The Problem:
Poverty, lack of opportunities etc
The Social Invention:
A mobile phone project in Bangladesh provides telecommunication services to the rural poor whilst simultaneously providing women villagers with a good, sustainable earning opportunity. The Village Phone programme works very simply: the Grameen Bank (the renowned micro-credit lending bank) provides a loan to a rural woman villager to enable her to buy a handset and a subscription to a mobile phone service; having been trained how to use it, and how to charge for the use of it, she then operates the mobile as a village pay-phone. As well as providing a crucial telephone service to rural areas where no such facilities previously existed, the scheme allows thousands of Bangladeshi women to earn a living, often at more than twice the average annual income.
' Over 50,000 Grameen phone ladies make their living through the scheme'
The telephone service has had a substantial impact in the country, with tens of thousands of village phones in operation, serving a potential 50 million-strong body of consumers. There are thought to be over 50,000 Grameen phone ladies making a living through the scheme, resulting in increased respect and financial independence. Indeed, one of the main benefits of the programme has been to increase the social standing of the so-called phone ladies, as they have become one of the most important people in the village. With their added financial independence, the women can then afford to send their children to school, to build new houses or to invest in other projects.
'A single phone call can replace a long, expensive trip to the nearest city'The economic impact is much greater than merely providing the Bangaladeshi women with the means to earn a wage, though. A single phone call can replace a long trip to the nearest city, allowing more time to be spent on the farm or in the village; in this way, telephone access can benefit the whole village economically. Villagers who sell goods in the cities can call beforehand to check prices, preventing possibly wasted journeys, while others can send and receive news from friends and relatives. The access to information that a phone network provides, which much of the world takes for granted, can vastly improve the quality of life for people in the villages. When that is combined with the phenomenon of rural women using new technology to alleviate poverty, then this is truly a social invention providing people with the means to enact social change in their own lives.
- Grameen Village Phone, Sylhet Info Center, Parkul House, Airport Road, Mojumdari, Ambarkhana, Sylhet, Bangladesh
(tel: +880 0821 720785; web: GrameenPhone.com).
Summarised from an article by Alfred Hermida, entitled ‘Mobile money spinner for women’, on the BBC News website (October 8th 2002; http://news.bbc.co.uk), and from information on the Grameen Phone website (www.grameenphone.com).
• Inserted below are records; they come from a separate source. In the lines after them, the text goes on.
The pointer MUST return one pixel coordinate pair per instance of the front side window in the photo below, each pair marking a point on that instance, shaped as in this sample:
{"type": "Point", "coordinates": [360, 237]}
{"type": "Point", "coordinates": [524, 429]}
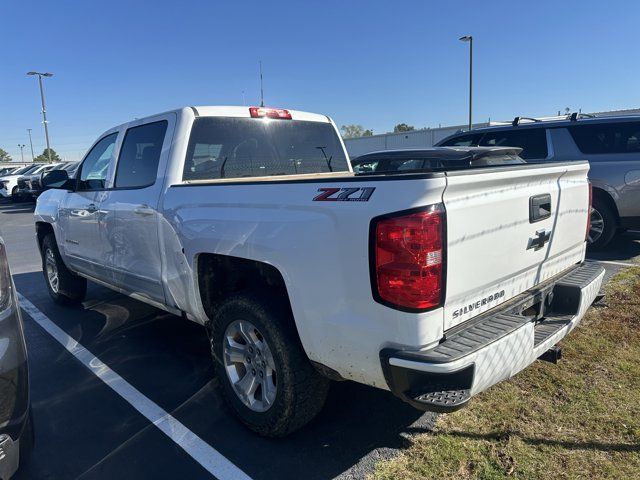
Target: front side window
{"type": "Point", "coordinates": [607, 137]}
{"type": "Point", "coordinates": [140, 155]}
{"type": "Point", "coordinates": [532, 141]}
{"type": "Point", "coordinates": [93, 173]}
{"type": "Point", "coordinates": [222, 147]}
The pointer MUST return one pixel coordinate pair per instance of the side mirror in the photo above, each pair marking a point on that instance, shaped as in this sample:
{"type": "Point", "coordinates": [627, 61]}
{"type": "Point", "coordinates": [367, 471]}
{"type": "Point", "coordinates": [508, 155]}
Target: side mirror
{"type": "Point", "coordinates": [55, 179]}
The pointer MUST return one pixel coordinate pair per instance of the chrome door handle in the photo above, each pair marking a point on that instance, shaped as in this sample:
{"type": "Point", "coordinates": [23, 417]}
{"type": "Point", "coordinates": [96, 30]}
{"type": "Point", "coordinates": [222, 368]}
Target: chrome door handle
{"type": "Point", "coordinates": [143, 210]}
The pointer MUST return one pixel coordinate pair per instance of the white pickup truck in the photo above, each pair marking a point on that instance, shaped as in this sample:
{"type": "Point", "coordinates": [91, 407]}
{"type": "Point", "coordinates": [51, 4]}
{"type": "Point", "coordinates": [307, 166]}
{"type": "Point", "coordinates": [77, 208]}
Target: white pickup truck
{"type": "Point", "coordinates": [432, 284]}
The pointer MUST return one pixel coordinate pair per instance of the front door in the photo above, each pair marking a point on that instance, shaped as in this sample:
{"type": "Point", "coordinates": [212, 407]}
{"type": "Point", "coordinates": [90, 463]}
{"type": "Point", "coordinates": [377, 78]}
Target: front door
{"type": "Point", "coordinates": [81, 218]}
{"type": "Point", "coordinates": [133, 202]}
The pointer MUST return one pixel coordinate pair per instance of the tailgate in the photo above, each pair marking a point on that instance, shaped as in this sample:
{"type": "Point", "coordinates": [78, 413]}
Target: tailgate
{"type": "Point", "coordinates": [499, 242]}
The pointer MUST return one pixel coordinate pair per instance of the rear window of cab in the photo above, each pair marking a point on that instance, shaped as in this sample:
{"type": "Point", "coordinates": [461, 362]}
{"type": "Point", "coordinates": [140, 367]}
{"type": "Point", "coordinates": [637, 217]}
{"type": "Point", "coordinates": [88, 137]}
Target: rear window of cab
{"type": "Point", "coordinates": [532, 141]}
{"type": "Point", "coordinates": [225, 147]}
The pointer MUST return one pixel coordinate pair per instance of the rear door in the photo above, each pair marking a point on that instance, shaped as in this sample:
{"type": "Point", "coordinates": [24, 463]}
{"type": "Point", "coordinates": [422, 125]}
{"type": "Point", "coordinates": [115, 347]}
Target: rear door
{"type": "Point", "coordinates": [132, 207]}
{"type": "Point", "coordinates": [509, 229]}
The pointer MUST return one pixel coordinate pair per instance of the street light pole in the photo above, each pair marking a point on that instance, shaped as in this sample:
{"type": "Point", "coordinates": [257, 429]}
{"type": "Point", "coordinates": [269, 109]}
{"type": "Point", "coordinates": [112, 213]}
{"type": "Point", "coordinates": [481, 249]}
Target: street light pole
{"type": "Point", "coordinates": [469, 38]}
{"type": "Point", "coordinates": [44, 109]}
{"type": "Point", "coordinates": [31, 144]}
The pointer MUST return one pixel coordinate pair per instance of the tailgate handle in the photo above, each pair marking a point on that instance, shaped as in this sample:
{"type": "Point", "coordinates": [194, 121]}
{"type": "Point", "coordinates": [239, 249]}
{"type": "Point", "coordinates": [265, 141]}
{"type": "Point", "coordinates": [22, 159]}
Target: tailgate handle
{"type": "Point", "coordinates": [539, 207]}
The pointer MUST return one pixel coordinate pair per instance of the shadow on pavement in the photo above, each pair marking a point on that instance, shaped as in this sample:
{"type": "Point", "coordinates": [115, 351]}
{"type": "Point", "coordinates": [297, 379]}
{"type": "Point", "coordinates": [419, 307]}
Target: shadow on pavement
{"type": "Point", "coordinates": [623, 247]}
{"type": "Point", "coordinates": [7, 206]}
{"type": "Point", "coordinates": [167, 359]}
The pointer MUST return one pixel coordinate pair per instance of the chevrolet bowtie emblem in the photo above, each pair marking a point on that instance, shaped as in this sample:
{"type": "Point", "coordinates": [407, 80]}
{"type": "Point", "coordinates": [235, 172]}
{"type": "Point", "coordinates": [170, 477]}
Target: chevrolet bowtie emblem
{"type": "Point", "coordinates": [540, 239]}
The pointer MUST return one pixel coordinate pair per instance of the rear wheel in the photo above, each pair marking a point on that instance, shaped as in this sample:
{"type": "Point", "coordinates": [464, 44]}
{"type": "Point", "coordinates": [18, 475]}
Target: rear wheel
{"type": "Point", "coordinates": [264, 374]}
{"type": "Point", "coordinates": [65, 287]}
{"type": "Point", "coordinates": [603, 225]}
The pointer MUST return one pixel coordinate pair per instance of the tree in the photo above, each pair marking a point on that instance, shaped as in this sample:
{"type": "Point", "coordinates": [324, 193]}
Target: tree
{"type": "Point", "coordinates": [4, 156]}
{"type": "Point", "coordinates": [44, 157]}
{"type": "Point", "coordinates": [403, 127]}
{"type": "Point", "coordinates": [355, 131]}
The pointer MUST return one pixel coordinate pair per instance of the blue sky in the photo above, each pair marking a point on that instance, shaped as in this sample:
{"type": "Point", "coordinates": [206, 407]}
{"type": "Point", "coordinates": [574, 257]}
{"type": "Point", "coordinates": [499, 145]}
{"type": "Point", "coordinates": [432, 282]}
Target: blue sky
{"type": "Point", "coordinates": [373, 63]}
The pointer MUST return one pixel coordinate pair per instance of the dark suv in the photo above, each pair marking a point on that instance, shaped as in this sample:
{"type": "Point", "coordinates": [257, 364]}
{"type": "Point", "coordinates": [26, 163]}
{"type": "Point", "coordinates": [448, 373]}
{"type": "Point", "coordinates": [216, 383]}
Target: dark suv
{"type": "Point", "coordinates": [610, 144]}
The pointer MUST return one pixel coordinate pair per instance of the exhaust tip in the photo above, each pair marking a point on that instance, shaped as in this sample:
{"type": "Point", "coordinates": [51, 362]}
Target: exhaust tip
{"type": "Point", "coordinates": [552, 355]}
The former item was monitored for the Global Ideas Bank by Michael Norton.
Update-phone use spreading to beggars
Summarized from an article in "Reuters" online (September 14, 2004)
The Grameen Bank, which is famous for giving more than 75,000 women in Bangledesh mobile phones, is starting a new program of the same nature but with street beggars.
The phone costs 8,500 taka (80 pounds) but the initially cost to the beggars would be nothing because the bank would enable them to repay the money over two years. Once the beggars get the mobile phones they are responsible for paying the monthly serve fee of 152 taka.
Dipal Chandra Barua, deputy manging director of the bank, is not unrealistic of the future, "we won't ask them (beggars) to stop begging immediatly but would encourage them to ask people they stretch hands to if they need to make a phone call". Barau said, the program will be mainly directed at rural beggars because they make much less of an income then the city beggars. The bank is hoping for as much success as they have seen with the "phone ladies".